A machine-vision approach for automated pain measurement at millisecond timescales.

机构信息

Department of Biology, University of Pennsylvania, Philadelphia, United States.

Princeton Neuroscience Institute, Princeton University, Princeton, United States.

出版信息

Elife. 2020 Aug 6;9:e57258. doi: 10.7554/eLife.57258.

DOI:10.7554/eLife.57258
PMID:32758355
原文链接:https://pmc.ncbi.nlm.nih.gov/articles/PMC7434442/
Abstract

Objective and automatic measurement of pain in mice remains a barrier for discovery in neuroscience. Here, we capture paw kinematics during pain behavior in mice with high-speed videography and automated paw tracking with machine and deep learning approaches. Our statistical software platform, PAWS (Pain Assessment at Withdrawal Speeds), uses a univariate projection of paw position over time to automatically quantify seven behavioral features that are combined into a single, univariate pain score. Automated paw tracking combined with PAWS reveals a behaviorally divergent mouse strain that displays hypersensitivity to mechanical stimuli. To demonstrate the efficacy of PAWS for detecting spinally versus centrally mediated behavioral responses, we chemogenetically activated nociceptive neurons in the amygdala, which further separated the pain-related behavioral features and the resulting pain score. Taken together, this automated pain quantification approach will increase objectivity in collecting rigorous behavioral data, and it is compatible with other neural circuit dissection tools for determining the mouse pain state.

摘要

客观、自动地测量小鼠的疼痛仍然是神经科学研究中的一个障碍。

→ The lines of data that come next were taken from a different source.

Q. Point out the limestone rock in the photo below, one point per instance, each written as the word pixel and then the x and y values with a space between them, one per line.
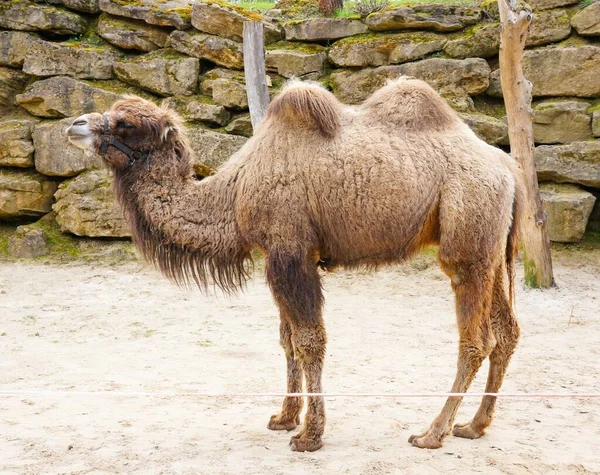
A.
pixel 548 26
pixel 65 97
pixel 13 47
pixel 548 67
pixel 426 17
pixel 561 122
pixel 212 149
pixel 69 59
pixel 131 34
pixel 320 29
pixel 212 48
pixel 25 193
pixel 16 147
pixel 28 241
pixel 384 49
pixel 163 72
pixel 240 125
pixel 227 20
pixel 55 155
pixel 549 4
pixel 86 206
pixel 578 162
pixel 596 123
pixel 177 13
pixel 568 209
pixel 480 41
pixel 226 88
pixel 491 130
pixel 291 63
pixel 12 83
pixel 447 76
pixel 587 21
pixel 28 16
pixel 198 108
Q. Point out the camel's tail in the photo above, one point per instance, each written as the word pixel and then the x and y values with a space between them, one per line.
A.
pixel 307 105
pixel 514 234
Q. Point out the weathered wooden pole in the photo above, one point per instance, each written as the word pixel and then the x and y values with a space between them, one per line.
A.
pixel 516 17
pixel 255 72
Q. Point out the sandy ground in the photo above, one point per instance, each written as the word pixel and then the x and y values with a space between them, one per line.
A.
pixel 123 328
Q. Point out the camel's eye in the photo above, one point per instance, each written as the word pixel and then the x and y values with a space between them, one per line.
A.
pixel 124 125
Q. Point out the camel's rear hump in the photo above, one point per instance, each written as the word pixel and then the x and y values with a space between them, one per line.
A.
pixel 306 105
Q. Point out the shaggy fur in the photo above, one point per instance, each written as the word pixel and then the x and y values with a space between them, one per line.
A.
pixel 321 184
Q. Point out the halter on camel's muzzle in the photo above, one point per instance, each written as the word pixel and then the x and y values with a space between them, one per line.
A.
pixel 109 139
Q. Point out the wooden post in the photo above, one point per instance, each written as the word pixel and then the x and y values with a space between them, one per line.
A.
pixel 516 16
pixel 255 72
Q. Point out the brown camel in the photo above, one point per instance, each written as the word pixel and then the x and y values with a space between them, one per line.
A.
pixel 325 185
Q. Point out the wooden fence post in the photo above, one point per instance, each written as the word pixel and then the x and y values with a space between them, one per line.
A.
pixel 516 16
pixel 255 72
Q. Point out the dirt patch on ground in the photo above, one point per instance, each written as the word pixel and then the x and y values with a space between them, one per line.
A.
pixel 92 327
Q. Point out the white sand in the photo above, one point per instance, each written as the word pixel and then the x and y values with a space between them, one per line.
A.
pixel 124 328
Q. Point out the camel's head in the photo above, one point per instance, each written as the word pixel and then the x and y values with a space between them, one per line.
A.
pixel 132 129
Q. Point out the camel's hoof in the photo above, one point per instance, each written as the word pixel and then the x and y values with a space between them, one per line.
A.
pixel 467 431
pixel 426 441
pixel 278 422
pixel 301 443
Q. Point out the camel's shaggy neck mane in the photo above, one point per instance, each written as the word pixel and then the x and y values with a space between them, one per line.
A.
pixel 185 227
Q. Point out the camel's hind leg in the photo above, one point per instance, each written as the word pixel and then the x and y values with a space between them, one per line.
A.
pixel 473 290
pixel 289 417
pixel 296 287
pixel 506 330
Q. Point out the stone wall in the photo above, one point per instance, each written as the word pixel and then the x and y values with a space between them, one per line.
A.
pixel 63 58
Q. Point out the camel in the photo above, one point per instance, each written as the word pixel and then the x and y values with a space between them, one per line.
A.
pixel 320 186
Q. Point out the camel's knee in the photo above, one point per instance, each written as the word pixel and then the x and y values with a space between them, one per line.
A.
pixel 310 343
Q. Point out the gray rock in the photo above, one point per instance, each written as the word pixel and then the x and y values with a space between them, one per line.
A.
pixel 290 63
pixel 12 83
pixel 384 49
pixel 163 72
pixel 13 47
pixel 479 41
pixel 426 17
pixel 578 162
pixel 70 59
pixel 177 13
pixel 16 147
pixel 548 67
pixel 227 20
pixel 448 76
pixel 86 206
pixel 491 130
pixel 320 29
pixel 65 97
pixel 568 208
pixel 131 34
pixel 587 21
pixel 212 149
pixel 25 193
pixel 28 241
pixel 212 48
pixel 561 122
pixel 240 125
pixel 549 4
pixel 55 155
pixel 28 16
pixel 199 108
pixel 548 26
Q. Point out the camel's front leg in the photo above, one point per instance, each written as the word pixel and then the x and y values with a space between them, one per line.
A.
pixel 289 417
pixel 295 284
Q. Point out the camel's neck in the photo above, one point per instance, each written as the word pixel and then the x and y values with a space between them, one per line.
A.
pixel 186 227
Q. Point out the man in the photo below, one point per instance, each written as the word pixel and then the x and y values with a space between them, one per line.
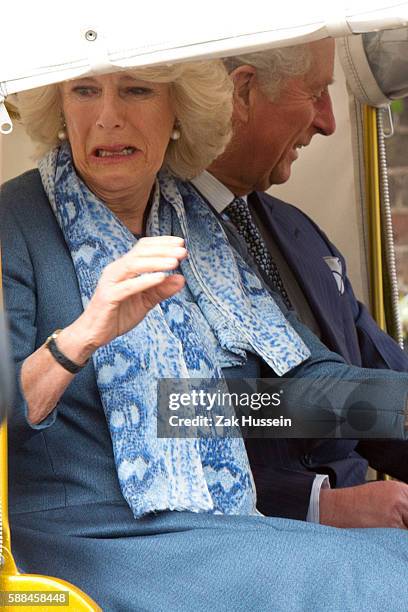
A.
pixel 281 101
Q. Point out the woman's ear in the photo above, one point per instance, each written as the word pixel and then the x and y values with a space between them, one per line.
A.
pixel 243 78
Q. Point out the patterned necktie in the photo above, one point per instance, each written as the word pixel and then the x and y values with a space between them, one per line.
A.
pixel 240 215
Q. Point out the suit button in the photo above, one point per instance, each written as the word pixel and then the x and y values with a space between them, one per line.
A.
pixel 307 459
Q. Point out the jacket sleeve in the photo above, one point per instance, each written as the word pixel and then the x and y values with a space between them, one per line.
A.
pixel 283 492
pixel 378 349
pixel 19 289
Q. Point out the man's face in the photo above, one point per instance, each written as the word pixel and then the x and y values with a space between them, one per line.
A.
pixel 278 129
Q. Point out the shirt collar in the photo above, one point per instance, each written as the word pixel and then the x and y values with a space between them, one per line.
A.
pixel 217 194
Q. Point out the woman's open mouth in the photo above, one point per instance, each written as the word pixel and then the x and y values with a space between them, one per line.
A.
pixel 114 153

在这里,我们使用高速录像和机器及深度学习方法,捕捉到小鼠在疼痛行为过程中的爪动力学。我们的统计软件平台 PAWS(Withdrawal Speeds 下的疼痛评估),使用单一变量的 paw 位置投影随时间自动量化七种行为特征,这些特征被组合成一个单一的、单变量的疼痛评分。自动爪跟踪与 PAWS 相结合,揭示了一种行为上不同的小鼠品系,其对机械刺激表现出超敏反应。为了证明 PAWS 检测脊髓和中枢介导的行为反应的功效,我们化学遗传激活杏仁核中的伤害感受神经元,这进一步分离了与疼痛相关的行为特征和由此产生的疼痛评分。总之,这种自动疼痛量化方法将提高收集严格行为数据的客观性,并且与其他神经回路分离工具兼容,用于确定小鼠的疼痛状态。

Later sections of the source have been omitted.